L’idea sostenuta è che anche in Gran Bretagna la finanziarizzazione esasperata dell’economia ha avuto effetti perniciosi nel lungo periodo, con un distacco totale dall’economia reale del mondo della finanza. Prima del 1973 solo il 10% degli investimenti era considerato speculativo mentre oggi è giunto al 90%; oggi solo il 2,3% dei prestiti interni delle banche è destinato all’industria manifatturiera. Ne consegue anche una crescente disuguaglianza distributiva: nel 1976 il 50% più povero della popolazione possedeva il 12% della ricchezza, escludendo le proprietà immobiliari, mentre oggi possiede solo l’1% della ricchezza complessiva e il valore reale dei salari è diminuito. Quale ricetta quindi per un sistema che, al di là delle apparenze, rischia di generare ineguaglianze sempre più grandi e di non supportare più lo sviluppo?
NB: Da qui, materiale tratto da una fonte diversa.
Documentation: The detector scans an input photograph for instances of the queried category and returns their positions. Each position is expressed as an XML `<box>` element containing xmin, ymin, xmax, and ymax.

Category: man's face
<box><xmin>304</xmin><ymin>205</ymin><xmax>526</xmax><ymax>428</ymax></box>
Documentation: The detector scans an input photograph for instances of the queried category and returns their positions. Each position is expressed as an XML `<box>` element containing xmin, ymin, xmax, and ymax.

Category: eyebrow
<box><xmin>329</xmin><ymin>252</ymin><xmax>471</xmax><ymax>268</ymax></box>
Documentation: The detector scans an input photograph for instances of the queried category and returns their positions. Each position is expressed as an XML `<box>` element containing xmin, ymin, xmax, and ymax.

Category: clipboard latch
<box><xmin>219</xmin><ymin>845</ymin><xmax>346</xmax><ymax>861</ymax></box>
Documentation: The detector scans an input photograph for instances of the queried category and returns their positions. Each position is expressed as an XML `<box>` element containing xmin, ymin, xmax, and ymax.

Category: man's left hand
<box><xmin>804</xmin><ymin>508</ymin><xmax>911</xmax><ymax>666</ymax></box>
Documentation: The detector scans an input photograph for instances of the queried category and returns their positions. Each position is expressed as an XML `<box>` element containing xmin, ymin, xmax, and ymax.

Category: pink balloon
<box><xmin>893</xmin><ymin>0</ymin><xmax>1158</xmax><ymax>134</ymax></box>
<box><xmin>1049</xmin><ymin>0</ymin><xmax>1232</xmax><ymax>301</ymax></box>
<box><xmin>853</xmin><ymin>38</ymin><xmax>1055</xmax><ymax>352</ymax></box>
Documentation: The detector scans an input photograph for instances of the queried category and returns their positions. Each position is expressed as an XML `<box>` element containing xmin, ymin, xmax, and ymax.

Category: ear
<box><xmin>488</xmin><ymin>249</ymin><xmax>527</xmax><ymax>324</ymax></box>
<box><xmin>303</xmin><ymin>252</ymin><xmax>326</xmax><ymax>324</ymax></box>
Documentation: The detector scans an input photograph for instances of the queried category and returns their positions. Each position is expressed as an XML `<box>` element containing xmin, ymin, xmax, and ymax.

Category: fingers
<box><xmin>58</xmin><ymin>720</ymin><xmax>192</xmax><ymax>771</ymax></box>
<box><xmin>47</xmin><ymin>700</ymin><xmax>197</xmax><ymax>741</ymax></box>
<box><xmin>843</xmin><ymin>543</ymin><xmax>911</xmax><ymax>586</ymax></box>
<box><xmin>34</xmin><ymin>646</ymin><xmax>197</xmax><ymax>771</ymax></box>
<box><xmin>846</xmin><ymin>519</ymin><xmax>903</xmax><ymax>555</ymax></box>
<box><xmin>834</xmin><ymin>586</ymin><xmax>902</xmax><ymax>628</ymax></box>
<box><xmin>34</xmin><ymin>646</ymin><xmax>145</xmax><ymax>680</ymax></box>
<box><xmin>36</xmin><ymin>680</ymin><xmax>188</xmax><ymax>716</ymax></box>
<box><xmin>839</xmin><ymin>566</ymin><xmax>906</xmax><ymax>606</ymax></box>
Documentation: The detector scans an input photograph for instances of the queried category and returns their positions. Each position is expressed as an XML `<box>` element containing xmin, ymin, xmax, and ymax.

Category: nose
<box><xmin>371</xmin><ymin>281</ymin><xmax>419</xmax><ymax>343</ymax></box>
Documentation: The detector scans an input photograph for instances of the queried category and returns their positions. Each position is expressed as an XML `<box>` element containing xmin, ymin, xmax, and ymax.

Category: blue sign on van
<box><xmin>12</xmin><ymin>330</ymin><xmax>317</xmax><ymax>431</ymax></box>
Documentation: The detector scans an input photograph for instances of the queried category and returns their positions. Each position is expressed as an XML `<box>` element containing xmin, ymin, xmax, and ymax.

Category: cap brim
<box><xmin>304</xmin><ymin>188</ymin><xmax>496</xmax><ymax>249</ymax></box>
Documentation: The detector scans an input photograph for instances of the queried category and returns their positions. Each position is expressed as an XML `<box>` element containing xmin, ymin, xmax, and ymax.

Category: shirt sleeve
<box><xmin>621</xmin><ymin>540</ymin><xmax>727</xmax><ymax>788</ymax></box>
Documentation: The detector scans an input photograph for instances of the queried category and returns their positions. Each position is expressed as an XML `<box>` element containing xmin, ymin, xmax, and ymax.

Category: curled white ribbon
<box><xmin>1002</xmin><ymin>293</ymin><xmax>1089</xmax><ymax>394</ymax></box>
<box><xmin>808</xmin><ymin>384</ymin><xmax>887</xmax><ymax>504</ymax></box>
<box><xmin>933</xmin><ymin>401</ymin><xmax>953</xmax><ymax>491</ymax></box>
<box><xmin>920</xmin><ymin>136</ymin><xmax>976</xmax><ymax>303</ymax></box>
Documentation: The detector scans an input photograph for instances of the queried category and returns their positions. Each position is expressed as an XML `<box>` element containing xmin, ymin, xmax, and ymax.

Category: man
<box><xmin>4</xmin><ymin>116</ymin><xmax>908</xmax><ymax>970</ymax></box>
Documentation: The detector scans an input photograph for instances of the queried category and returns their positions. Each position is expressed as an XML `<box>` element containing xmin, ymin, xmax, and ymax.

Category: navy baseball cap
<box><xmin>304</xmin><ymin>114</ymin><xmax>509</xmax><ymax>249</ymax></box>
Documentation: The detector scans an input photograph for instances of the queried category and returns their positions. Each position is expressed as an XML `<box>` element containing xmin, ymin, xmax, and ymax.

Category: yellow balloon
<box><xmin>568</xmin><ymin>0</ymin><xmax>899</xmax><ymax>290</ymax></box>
La soluzione non sta in uno statalismo desueto dove le perdite private siano nazionalizzate. Occorre guardare alla situazione reale della gente. Senza nascondersi la necessità di operare una riforma globale del sistema macro-economico, i nuovi conservatori britannici si pongono come obiettivo la possibilità dell’autosufficienza di fasce sempre più grandi della popolazione attraverso la promozione di un’imprenditoria diffusa, una pluralità di forme di proprietà, una facilità ad acquisire capitali da usare per finanziare l’economia reale, un rilancio del sistema economico locale onshore, attraverso la decentralizzazione delle funzioni economiche e amministrative e dei finanziamenti pubblici. Singolare risulta l’assonanza con tesi abbracciate da tempo da Giulio Tremonti nella sua critica al mercatismo: il rifiuto di un semplice ritorno allo stato assistenziale con un taglio alla spesa pubblica; la centralità dell’economia reale, affermata nei fatti dal sostegno alla piccola e media impresa e dalla difesa delle esportazioni italiane; la riproposizione di una finanza privata che sostenga grandi investimenti anche pubblici; il federalismo fiscale, unitamente alla sussidiarietà orizzontale, affermati simbolicamente dal provvedimento del 5 per mille, condizioni per una responsabilizzazione delle comunità locali. Tutto ciò segnala l’esistenza di una nuova filosofia economica che si sta affermando a livello internazionale. Se questa filosofia si affermerà giungendo anche a rilanciare i salari, vero tallone di Achille dell’economia italiana, si potrà vedere una strada non effimera per uscire, non solo dalla crisi finanziaria internazionale, ma anche dalla stagnazione italiana, ad onta di chi si ostina ancor oggi a perseguire modelli ormai desueti.